とにかく、60歳以上の祖父母にうつさないようにしましょう

家で安静を

検査キットはありませんし、特効薬もありませんので、軽い症状で病院を受診してもあまりメリットはありません。
 60歳以上の方は、軽い感冒症状でも、大事を取って休んでおきましょう。息苦しさを感じた場合は病院を受診しましょう。

公共交通機関の使用を控える

少なくとも混雑時に乗り合わせたら、一気に感染拡大します。
乗車率20%くらいでないと、感染拡大がはげしくなるそうです。

集会への参加は控える

数百人以上の大規模の集会への参加は控える方向で。

クリニック受診は、ネット受付を利用

 Web受付を利用して、院内での待ち時間をへらしましょう。

 また自宅近くの薬局での院外処方を希望される場合は、医師にご相談ください。自宅近くのかかりつけ薬局がある場合は、そこにあらかじめFaxを飛ばすことで、薬局での待ち時間を減らせますし、薬局によっては、宅配で届けてくれる場合もあります。

 このように、一か所での待ち時間を減らす事を時間的隔離と言います。

換気

 密閉空間では浮遊ウイルス粒子(ミスト)で集団感染し易くなると考えます。
 ちなみに、当院では常時5台の換気扇で院内換気を行い、昼休憩時は、窓全開で空気入れ変えしています。

今後の見通し

R0が2-3という事で、インフルエンザよりやや感染しやすいと考えておいた方がよいです。
 新型インフルエンザは神戸で感染者が発見されてから2-3か月で和歌山市内流行となりました。

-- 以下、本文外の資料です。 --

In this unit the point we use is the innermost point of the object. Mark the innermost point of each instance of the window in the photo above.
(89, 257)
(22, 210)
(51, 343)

 今回、新型インフルエンザと比べて検査されている人が少ないので、あと1か月くらいで市内流行のつもりにしておくべきかと思います。

 武漢では気温10度以下となってから急速に流行し始めたそうなので、気温が上がればましになるとは思いますが、SARSの流行が中国で止まったのは7月であったことを考えると、暖かくなっても流行はつづくかも知れません。オリンピック開催は危うくなるかもしれないし、日本国内で感染者数が増えると、他国のCDCが一斉に日本への渡航制限をかけるでしょうから、インバウンド関連の経済損失が馬鹿にならない可能性があります。

 考えられる今後の感染順は

  1. 働き手で若い成人→会社
  2. その家族~子ども
  3. 保育園や学校
  4. 孫を介して定年退職後の老人

といった経路が考えられます。
(無論、満員電車で介護施設へ通勤して老人へ、や、孫の鼻かぜの受診を祖父母に頼んで、など、この経路を飛び越えてくる場合もあるでしょう。老人が多い職場【介護施設や病院etc】関係者は、自らがスプレッダーにならないよう注意が必要です。)

定年退職後の老人において感染が始まると、死者数が増えてくる可能性があります。

感冒罹患後2週以内の孫は祖父母に会わない方が良いのかもしれません。

2020年は3. くらいまでで流行が止まれば、来年は皆が抗体持ってるので、祖父母は守られる?

そして、一般感冒へ?

 今年の7月までには一旦流行は止まるでしょうけど、これだけ人間に親和性が高く、若年者を死亡させないウイルスであれば、翌年の冬も当然流行すると思われます。

 今後は、普通のコロナウイルスの一員となって、周期的に流行するのではないかと思われ、このウイルスから逃れて生きていく事は出来ないのではないかなあと思っておりますが、

 かといって、さっさと罹って抗体つけるなんてことを大勢にされると、一気に老人感染者数が増えて病院がパンクしますので、今季は、マスクで感染を最小限におさえましょう。